Connecticut’s congressional delegation subsequently asked the US Inspector General to investigate the DOI’s inaction. The congresspersons said they were under the belief that MGM Resorts was using its lobbying prowess to convince Zinke to make a “highly unusual” decision in not approving the amendments.
“MGM has a direct economic interest regarding Interior’s decision. However, MGM has no connection to the legal trust responsibility Interior has to the Mohegan and Mashantucket Pequot Tribes. As such, the company’s activities should have had no bearing on the question before the Department or on its decision,” the delegation wrote in May.
In Friday’s filing, Tahsuda says Zinke’s inaction in rejecting the amendments is effectively an approval.
“The Secretary took no action… Therefore, the amendment is considered to have been approved,” Tahsuda concluded.
MGM Resorts interjected itself in Connecticut’s plans to authorize a third casino by arguing that the state failed to hold a competitive bidding process.

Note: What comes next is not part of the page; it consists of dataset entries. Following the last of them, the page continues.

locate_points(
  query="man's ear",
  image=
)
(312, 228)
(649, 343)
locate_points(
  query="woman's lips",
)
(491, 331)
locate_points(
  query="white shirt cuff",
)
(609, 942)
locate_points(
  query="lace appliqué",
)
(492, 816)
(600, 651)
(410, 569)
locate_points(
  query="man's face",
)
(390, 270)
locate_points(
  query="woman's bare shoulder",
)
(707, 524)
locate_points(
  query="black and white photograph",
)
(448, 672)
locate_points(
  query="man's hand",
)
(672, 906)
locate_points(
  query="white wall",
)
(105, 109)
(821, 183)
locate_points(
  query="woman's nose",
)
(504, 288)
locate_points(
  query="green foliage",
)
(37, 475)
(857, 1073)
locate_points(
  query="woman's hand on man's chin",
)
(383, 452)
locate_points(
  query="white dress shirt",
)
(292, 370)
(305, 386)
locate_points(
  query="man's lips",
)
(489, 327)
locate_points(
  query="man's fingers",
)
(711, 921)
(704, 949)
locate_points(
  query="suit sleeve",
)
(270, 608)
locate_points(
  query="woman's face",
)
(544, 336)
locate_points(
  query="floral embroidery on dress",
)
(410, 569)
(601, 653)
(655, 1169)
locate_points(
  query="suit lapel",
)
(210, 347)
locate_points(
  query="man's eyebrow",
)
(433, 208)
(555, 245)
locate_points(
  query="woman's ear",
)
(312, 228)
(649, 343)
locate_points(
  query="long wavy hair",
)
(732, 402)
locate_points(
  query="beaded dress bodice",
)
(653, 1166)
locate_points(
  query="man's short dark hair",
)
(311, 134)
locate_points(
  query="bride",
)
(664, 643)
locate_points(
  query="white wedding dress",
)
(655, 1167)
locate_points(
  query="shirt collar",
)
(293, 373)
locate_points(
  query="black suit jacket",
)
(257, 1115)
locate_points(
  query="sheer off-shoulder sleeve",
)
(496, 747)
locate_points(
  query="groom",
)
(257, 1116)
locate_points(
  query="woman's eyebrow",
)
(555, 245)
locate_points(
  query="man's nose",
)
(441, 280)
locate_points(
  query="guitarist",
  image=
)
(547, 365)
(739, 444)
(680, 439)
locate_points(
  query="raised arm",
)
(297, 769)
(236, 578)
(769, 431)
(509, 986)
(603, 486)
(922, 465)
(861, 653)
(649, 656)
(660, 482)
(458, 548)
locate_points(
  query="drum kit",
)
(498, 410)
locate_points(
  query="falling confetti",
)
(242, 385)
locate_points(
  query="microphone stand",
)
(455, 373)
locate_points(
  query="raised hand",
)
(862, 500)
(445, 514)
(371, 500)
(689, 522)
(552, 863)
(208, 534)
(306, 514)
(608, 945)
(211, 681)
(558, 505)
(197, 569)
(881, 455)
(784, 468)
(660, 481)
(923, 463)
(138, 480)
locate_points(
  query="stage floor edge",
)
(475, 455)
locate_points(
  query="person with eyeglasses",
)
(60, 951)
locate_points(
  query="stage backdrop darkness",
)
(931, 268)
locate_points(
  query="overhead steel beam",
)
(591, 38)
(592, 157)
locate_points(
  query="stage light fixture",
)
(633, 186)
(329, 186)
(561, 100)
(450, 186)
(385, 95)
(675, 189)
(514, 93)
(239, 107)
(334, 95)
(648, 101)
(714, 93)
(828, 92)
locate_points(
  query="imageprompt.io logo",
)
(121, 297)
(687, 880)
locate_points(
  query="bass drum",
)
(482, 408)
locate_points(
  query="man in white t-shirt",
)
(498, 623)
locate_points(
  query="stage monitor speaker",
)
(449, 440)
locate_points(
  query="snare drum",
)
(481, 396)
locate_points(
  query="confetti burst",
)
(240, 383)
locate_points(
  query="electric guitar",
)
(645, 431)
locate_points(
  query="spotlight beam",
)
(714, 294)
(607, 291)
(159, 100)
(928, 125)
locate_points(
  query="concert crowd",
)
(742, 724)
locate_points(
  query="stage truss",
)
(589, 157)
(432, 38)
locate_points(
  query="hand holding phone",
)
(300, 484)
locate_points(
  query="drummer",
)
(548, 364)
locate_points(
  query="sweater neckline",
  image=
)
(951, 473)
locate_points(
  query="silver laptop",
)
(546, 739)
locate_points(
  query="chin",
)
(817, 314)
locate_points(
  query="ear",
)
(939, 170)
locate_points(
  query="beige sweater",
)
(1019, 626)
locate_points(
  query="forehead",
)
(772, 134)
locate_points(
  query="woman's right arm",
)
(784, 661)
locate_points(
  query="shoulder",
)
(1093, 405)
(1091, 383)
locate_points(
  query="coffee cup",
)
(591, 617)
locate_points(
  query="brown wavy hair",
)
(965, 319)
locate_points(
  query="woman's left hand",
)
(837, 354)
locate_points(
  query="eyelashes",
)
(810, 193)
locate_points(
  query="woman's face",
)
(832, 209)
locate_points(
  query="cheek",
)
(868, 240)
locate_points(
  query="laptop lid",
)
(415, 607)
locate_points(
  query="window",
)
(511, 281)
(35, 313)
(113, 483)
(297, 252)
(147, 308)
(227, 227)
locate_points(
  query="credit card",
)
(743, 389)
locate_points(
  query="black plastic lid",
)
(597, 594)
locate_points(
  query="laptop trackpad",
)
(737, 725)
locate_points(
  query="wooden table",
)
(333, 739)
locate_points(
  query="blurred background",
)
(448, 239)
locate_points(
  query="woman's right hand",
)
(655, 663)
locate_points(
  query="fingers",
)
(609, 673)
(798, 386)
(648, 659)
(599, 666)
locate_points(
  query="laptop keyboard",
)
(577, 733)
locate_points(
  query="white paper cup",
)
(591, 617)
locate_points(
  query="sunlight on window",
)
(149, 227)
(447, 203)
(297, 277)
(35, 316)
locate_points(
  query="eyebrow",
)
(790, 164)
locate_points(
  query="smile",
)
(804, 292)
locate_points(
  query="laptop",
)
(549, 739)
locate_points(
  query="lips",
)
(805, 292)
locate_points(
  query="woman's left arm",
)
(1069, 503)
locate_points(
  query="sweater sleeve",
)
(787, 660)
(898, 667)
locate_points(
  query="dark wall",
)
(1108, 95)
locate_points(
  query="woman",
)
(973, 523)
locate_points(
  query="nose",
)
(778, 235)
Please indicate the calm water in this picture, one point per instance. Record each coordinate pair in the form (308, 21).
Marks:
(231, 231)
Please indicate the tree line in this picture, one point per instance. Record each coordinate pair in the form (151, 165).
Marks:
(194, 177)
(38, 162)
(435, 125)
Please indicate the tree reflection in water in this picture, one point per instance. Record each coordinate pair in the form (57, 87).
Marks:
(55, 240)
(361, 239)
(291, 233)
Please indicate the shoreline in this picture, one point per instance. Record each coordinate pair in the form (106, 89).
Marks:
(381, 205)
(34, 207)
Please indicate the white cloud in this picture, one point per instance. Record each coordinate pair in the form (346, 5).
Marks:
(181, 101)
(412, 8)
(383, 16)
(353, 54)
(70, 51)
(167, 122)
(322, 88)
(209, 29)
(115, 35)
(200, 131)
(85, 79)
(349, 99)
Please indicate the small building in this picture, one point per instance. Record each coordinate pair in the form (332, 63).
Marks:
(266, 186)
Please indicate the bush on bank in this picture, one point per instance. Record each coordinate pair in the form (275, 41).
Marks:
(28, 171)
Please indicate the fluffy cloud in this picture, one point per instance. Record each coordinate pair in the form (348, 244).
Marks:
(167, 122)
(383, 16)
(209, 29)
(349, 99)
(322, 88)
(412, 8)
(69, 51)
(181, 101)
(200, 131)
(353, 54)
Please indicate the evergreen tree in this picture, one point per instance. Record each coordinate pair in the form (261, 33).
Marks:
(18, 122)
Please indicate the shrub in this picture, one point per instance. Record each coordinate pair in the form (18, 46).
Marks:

The casino operator said if lawmakers wished to expand gaming outside of Foxwoods and Mohegan Sun, it should have welcomed proposals not only from the two tribes, but also commercial companies.
MGM introduced a $675 million blueprint to build an integrated casino resort in Bridgeport. The proposal won over some lawmakers in the state capital, and legislation was authored to revoke the East Windsor license.
Such measures failed during the 2018 legislative session. MGM says it remains committed to Bridgeport.
“Today’s Federal Register notice raises more questions than it answers,” MGM said in release. “The notice provides no supporting reasoning and contradicts not only the Interior Department’s prior ruling, but also the clear limits on off-reservation gaming imposed by federal law.
“After consulting with our attorneys, we can find no legal justification for the Interior Department’s unprecedented action,” MGM concluded.